Mesmo que o gasto de calorias mostrado pelos aparelhos fosse preciso, teríamos outro fator importante a considerar: o corpo humano é altamente complexo, dinâmico e inteligente.
O que gastamos em uma atividade não é simplesmente somado ao total de calorias que queimamos no dia. O corpo regula o nosso gasto de formas que, muitas vezes, nem percebemos. Logo, o valor que o aparelho aponta não é um passe livre para comer mais.
Por exemplo: se uma pessoa gasta, em média, 2 400 calorias por dia, isso seria o equivalente a um gasto de 100 calorias por hora (simplificando a conta e considerando o mesmo gasto por hora). Se ela fizesse um treino de uma hora com gasto de 500 calorias, o gasto real no dia seria ajustado, subtraindo as 100 calorias que ela já gastaria de qualquer maneira. Logo, o gasto adicional seria de 400 calorias, e não de 500.
Outro fator relevante é que o corpo pode compensar esse aumento diminuindo o gasto em outros momentos do dia. Isso pode acontecer de maneira intencional, quando, por exemplo, escolhemos descansar em vez de caminhar mais ou priorizamos andar de carro, subir de elevador ou ver televisão. Nesses casos, é possível identificar esses comportamentos e criar estratégias para evitá-los.
Mas existe a compensação fisiológica, que é mais difícil de perceber. Isso porque o corpo ajusta seu gasto energético automaticamente, reduzindo o metabolismo basal ou outras funções, fazendo com que o aumento do gasto talvez nem chegue àquelas 400 calorias do treino. A ciência ainda busca entender os motivos exatos por trás disso, mas uma coisa já está clara: a compensação acontece de maneiras diferentes para cada pessoa.
Esse mecanismo, apesar de ser indesejado atualmente, foi essencial para nossos ancestrais. Afinal, eles viviam em ambientes hostis e com acesso limitado a alimentos. Portanto, se eles gastassem calorias sem moderação, não conseguiriam repor a energia e rapidamente entrariam em inanição. Hoje, em um ambiente de abundância alimentar e sedentarismo, essa adaptação evolutiva se torna um desafio para quem busca emagrecer.

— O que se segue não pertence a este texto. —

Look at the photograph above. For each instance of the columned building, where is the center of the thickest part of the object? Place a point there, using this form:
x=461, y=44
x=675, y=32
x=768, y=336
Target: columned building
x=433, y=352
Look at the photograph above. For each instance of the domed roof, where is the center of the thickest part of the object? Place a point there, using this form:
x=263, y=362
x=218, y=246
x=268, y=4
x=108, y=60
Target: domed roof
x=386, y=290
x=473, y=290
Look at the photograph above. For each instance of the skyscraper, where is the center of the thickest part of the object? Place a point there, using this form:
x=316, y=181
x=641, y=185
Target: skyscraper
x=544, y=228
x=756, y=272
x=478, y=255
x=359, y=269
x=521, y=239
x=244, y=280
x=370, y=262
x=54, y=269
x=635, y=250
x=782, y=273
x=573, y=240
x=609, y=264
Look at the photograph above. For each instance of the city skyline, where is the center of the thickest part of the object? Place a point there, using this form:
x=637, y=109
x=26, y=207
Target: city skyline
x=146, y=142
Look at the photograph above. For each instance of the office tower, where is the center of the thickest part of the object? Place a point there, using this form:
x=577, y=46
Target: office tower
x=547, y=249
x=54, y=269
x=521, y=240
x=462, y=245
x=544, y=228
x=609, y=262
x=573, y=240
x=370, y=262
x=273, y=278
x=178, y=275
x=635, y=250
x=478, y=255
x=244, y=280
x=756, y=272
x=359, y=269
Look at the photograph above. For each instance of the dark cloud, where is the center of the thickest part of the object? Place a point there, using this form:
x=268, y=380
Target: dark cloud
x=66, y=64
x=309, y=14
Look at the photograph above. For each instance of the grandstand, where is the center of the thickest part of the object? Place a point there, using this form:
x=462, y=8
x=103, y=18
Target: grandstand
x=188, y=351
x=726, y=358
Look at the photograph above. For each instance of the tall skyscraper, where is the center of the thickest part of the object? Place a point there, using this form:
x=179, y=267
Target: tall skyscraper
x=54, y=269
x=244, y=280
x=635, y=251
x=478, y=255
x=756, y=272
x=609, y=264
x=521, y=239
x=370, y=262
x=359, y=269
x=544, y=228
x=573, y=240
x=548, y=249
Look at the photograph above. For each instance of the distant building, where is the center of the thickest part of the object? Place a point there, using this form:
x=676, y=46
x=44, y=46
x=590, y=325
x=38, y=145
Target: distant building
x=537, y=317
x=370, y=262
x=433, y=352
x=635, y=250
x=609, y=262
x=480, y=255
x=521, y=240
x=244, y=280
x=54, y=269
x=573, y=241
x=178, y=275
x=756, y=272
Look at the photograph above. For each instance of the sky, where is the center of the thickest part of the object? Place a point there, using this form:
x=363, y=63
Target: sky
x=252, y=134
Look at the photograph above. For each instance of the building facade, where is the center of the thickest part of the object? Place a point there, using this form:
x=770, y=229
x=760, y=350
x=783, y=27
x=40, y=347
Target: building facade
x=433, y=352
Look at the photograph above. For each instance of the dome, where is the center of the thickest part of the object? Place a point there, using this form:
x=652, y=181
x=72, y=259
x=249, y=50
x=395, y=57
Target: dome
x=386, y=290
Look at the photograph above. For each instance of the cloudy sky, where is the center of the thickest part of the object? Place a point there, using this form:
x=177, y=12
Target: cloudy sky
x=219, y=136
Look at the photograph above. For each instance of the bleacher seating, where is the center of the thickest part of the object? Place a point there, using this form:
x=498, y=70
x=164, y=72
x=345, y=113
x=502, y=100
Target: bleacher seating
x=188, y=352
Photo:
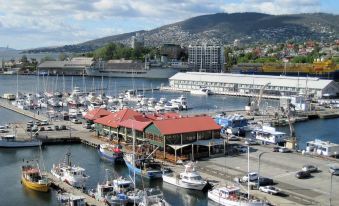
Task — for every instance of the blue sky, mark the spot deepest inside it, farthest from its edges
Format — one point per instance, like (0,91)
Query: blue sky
(38,23)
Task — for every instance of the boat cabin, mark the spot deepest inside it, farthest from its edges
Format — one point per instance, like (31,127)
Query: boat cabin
(320,147)
(269,135)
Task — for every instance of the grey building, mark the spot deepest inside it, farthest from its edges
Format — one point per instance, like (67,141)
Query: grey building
(75,66)
(206,58)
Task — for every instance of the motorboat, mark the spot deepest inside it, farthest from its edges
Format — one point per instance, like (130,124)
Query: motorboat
(68,199)
(201,91)
(232,196)
(112,153)
(106,192)
(145,167)
(32,178)
(189,179)
(73,175)
(10,141)
(269,134)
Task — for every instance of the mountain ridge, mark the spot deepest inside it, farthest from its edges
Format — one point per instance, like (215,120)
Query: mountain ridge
(224,28)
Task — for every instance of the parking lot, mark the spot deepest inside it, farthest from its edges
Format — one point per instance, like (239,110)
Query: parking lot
(281,167)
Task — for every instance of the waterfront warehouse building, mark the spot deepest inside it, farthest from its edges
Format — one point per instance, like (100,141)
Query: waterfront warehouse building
(206,58)
(75,66)
(173,136)
(242,84)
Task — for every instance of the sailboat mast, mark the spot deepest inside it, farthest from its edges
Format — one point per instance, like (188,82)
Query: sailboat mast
(248,172)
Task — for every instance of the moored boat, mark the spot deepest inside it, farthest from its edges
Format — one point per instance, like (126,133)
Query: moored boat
(73,175)
(231,196)
(145,167)
(189,179)
(32,178)
(111,153)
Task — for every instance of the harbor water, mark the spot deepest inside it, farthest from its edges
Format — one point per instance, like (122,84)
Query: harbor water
(13,193)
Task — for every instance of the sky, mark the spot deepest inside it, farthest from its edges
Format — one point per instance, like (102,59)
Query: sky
(38,23)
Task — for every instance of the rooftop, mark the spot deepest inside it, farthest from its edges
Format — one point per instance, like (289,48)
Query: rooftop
(284,81)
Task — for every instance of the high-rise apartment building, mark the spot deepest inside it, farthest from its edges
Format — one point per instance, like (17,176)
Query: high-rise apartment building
(206,58)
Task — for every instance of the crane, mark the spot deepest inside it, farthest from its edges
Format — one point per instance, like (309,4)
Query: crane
(254,107)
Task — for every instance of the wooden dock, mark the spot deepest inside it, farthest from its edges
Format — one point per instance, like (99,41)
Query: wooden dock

Isso significa que atividade física não ajuda no emagrecimento?
Muito pelo contrário! Ela é fundamental tanto no processo de perda de peso quanto na manutenção desse emagrecimento. Essa compensação ocorre, em maior ou menor magnitude, apenas quando o gasto calórico é aumentado. Realizar atividade física de modo frequente é indispensável. Além disso, os benefícios do exercício são diversos e vão além do aumento do gasto calórico: movimentar o corpo é essencial para nossa saúde física e mental.
O erro é encarar a atividade física apenas como uma forma de gastar de calorias e nortear as escolhas alimentares, recorrendo ao famoso argumento: “Hoje eu posso!”. Ao focar apenas em calorias, deixamos de lado o aspecto mais importante da nutrição: como os alimentos afetam o corpo e a saúde a longo prazo.
Essa ideia atualmente disseminada de que o exercício é uma ferramenta para “pagar” por indulgências alimentares é uma visão punitiva que não apenas prejudica a relação das pessoas com a comida como também minimiza a maravilha que a atividade física traz para a saúde e nosso bem-estar.
Poucos anos atrás, experimentei uma aula de circuito em uma academia perto de casa. Por pouco não saí no meio. Enquanto treinávamos, o professor falou cerca de nove vezes – pelo que me lembro de ter contado – sobre como aqueles exercícios queimavam calorias e que precisávamos nos empenhar no treino para “diminuir o estrago” do final de semana. Essa narrativa infeliz, que associa o exercício à punição, ainda é muito usada, e gera uma relação ruim com a comida e com o corpo.
Por isso, como diz um amigo, que tal trocar o pensamento de “está pago” por “está investido”? Essa é uma maneira mais saudável de encarar os cuidados com a saúde.
Ao optar por alimentação de qualidade e prática regular de exercícios, os resultados vão muito além do número na balança ou das calorias gastas. Esses hábitos são um investimento na sua saúde, longevidade e no seu bem-estar.